Sugli allori o nella polvere, trattiamo sempre Google come altro da quello che è: non un'impresa tesa a fare profitti, ma di volta in volta una sorta d'infrastruttura fondamentale di internet, che andrebbe regolata dai governi con gli stessi criteri che si usano per le reti materiali, oppure un player di politica esterna, una sorta di ong, sulla quale vengono caricate le aspettative di attivisti e osservatori.
Ma Google non è la rete del gas, elettrica o telefonica. La sua infrastruttura è liberamente replicabile, ha dei competitori che fanno il suo stesso mestiere, con meno successo sia per l'efficacia del suo algoritmo di ricerca, sia perché è la prima azienda che sia riuscita a costruire attorno a un search engine un business più vasto, che crea occasioni per potenziare la raccolta pubblicitaria. Questa è la sua attività: è impossibile scindere il bene pubblico e l'interesse privato, perché il bene pubblico (il motore di ricerca) è sostenuto dall'interesse privato (il pubblicitario 2.0).
Né Google è Medici senza frontiere. Il braccio di ferro con Pechino, fra il reindirizzo verso il sito di Hong Kong e il blackout di martedì scorso, non è una battaglia di testimonianza. A che pro restare in un mercato dove la sua quota era assai inferiore che altrove, e la possibilità di operare severamente limitata? Le multinazionali si spostano, scelgono se essere presenti in un paese oppure no sulla base di criteri economici.

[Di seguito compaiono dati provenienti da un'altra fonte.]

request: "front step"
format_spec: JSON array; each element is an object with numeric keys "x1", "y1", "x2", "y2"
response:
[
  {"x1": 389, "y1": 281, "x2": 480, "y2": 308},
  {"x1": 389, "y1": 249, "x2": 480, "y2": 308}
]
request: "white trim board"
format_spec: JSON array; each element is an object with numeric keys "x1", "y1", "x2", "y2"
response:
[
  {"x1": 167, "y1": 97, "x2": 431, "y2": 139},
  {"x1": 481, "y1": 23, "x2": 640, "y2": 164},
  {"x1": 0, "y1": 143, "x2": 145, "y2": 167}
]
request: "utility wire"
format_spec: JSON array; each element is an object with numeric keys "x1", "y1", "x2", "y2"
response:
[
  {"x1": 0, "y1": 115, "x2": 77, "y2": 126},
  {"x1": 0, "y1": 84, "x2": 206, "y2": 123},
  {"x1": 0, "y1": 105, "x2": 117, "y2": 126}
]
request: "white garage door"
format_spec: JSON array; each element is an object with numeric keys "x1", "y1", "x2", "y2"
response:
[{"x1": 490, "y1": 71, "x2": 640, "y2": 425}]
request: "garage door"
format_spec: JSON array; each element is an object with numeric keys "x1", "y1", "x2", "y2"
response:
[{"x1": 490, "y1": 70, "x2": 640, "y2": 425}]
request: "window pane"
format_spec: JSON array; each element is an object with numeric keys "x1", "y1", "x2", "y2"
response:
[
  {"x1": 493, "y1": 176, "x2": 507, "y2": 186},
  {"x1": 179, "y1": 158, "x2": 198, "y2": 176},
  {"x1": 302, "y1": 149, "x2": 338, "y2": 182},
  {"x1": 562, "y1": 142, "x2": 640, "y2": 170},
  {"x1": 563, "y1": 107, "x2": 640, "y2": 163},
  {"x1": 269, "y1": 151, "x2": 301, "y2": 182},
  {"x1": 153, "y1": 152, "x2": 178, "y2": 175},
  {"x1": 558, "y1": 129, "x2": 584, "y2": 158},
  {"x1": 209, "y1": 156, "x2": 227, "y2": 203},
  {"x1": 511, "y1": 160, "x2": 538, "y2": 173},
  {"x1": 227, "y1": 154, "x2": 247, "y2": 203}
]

L'ampiezza di quel mercato e le sue possibilità di sviluppo non sono gli unici fattori: il rispetto dei contratti e dei diritti di proprietà, la certezza del diritto, la tassazione sono aspetti istituzionali che influiscono ampiamente sulla scelta di essere presenti o meno in un territorio.
Semplicemente, le istituzioni influenzano la capacità di un paese di attrarre o meno imprese e investimenti dall'estero. Vista la storia recente delle complesse interazioni fra Antitrust, giustizia italiana e Google, forse dovremmo ricordarlo anche a noi stessi. Non solo ai cinesi.